Here's Stone's philosophy from the closing paragraph:
Politics is not about uniting people. It’s about dividing people.
Here's his start in politics:
Stone moved to Washington to attend George Washington University, but he became so engrossed in Republican politics that he never graduated. He was just nineteen when he played a bit part in the Watergate scandals. He adopted the pseudonym Jason Rainier and made contributions in the name of the Young Socialist Alliance to the campaign of Pete McCloskey, who was challenging Nixon for the Republican nomination in 1972. Stone then sent a receipt to the Manchester Union Leader, to "prove" that Nixon’s adversary was a left-wing stooge.

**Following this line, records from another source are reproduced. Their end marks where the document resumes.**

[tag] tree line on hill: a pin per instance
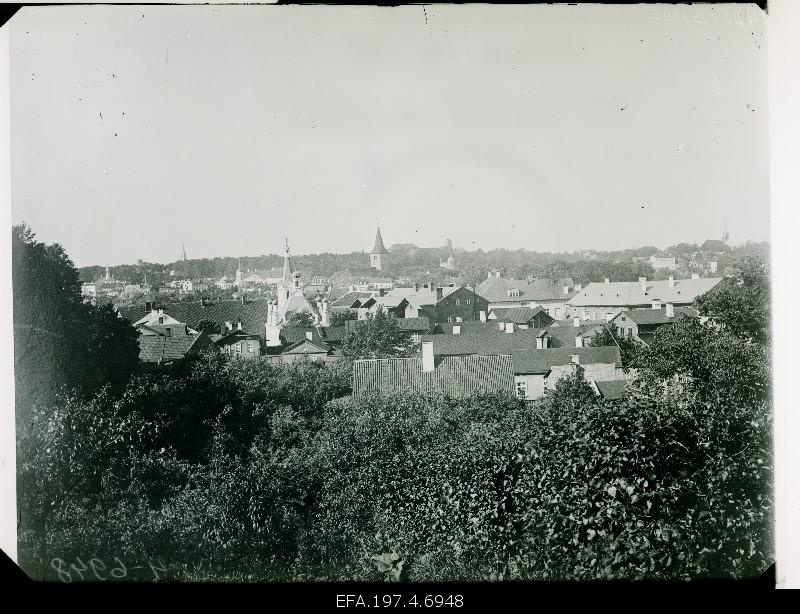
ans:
(225, 469)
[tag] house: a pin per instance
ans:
(393, 305)
(454, 376)
(663, 263)
(239, 343)
(643, 323)
(161, 344)
(598, 300)
(611, 390)
(307, 349)
(536, 371)
(248, 316)
(551, 295)
(443, 304)
(486, 338)
(528, 317)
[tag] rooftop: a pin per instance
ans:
(456, 376)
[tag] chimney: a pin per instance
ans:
(427, 356)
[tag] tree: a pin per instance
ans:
(741, 304)
(59, 341)
(376, 337)
(610, 335)
(338, 318)
(301, 319)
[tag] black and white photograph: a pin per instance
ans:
(423, 293)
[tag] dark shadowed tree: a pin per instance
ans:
(741, 304)
(376, 337)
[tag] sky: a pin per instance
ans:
(228, 129)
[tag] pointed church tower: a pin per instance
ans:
(285, 284)
(377, 257)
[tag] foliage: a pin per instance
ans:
(610, 335)
(741, 305)
(376, 337)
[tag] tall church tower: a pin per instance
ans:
(377, 257)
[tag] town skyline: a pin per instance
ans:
(136, 130)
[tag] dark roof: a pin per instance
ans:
(495, 290)
(350, 299)
(421, 324)
(484, 342)
(541, 361)
(379, 247)
(453, 375)
(612, 390)
(304, 346)
(166, 348)
(518, 315)
(253, 315)
(657, 316)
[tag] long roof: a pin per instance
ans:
(538, 362)
(630, 293)
(456, 376)
(496, 289)
(379, 247)
(253, 315)
(650, 316)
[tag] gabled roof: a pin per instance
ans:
(457, 376)
(496, 290)
(163, 348)
(305, 346)
(486, 342)
(253, 315)
(538, 362)
(378, 247)
(650, 316)
(517, 315)
(351, 299)
(614, 389)
(630, 293)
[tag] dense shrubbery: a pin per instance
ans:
(222, 468)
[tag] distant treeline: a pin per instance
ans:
(422, 263)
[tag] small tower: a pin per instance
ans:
(377, 257)
(239, 275)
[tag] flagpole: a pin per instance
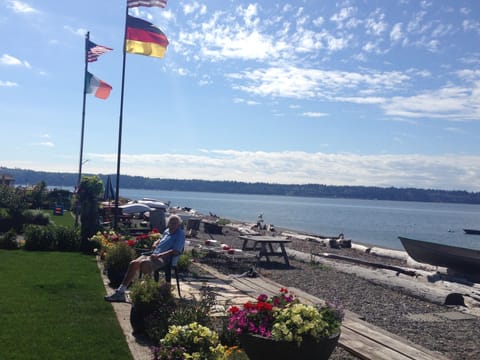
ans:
(80, 163)
(120, 121)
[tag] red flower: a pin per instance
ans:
(233, 309)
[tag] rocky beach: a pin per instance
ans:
(386, 291)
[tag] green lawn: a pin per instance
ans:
(52, 307)
(67, 219)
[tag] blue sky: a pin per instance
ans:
(381, 93)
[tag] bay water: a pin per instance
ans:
(371, 222)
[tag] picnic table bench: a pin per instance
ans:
(265, 246)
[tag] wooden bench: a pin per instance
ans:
(265, 246)
(358, 337)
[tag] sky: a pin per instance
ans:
(371, 93)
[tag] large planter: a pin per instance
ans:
(138, 314)
(115, 277)
(259, 348)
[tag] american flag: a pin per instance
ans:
(94, 51)
(147, 3)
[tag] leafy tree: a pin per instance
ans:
(38, 195)
(89, 191)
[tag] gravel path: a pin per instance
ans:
(382, 306)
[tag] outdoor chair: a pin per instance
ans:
(171, 265)
(168, 274)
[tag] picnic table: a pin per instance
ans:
(265, 246)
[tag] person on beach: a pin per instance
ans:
(170, 245)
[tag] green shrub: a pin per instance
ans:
(8, 240)
(118, 257)
(180, 312)
(51, 237)
(5, 221)
(153, 302)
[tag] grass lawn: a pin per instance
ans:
(52, 307)
(67, 219)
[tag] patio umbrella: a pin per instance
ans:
(109, 193)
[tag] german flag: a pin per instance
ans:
(144, 38)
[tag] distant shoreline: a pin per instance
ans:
(63, 180)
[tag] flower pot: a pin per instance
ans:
(138, 314)
(259, 348)
(115, 277)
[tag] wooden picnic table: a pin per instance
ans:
(264, 246)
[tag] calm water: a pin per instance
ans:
(364, 221)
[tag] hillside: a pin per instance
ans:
(68, 180)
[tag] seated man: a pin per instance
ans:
(171, 244)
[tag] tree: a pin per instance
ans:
(89, 190)
(38, 195)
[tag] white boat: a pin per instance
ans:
(135, 208)
(154, 203)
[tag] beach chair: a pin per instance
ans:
(171, 265)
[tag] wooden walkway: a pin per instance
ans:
(358, 337)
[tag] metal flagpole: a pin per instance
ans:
(120, 121)
(80, 163)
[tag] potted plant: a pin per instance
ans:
(150, 298)
(117, 259)
(283, 328)
(191, 341)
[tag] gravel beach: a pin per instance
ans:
(423, 322)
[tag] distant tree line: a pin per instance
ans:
(25, 177)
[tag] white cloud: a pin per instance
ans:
(451, 103)
(9, 60)
(21, 7)
(396, 33)
(77, 32)
(314, 114)
(450, 172)
(8, 84)
(293, 82)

The dirty tricks after that focussed on Dems. Roger Stone has often worked with Charlie Black, famous Repub thug. Dengre wrote about the pair, Get Ready: McCain is surrounded by GOP thugs, last weekend.
The whole article brings one to a new level of sleaze. If we still had independent prosecutors, there would seem to be plenty here for conviction. The linked article includes a photo of Roger Stone, but is missing the hard copy reverse with a hard-to-believe tattoo.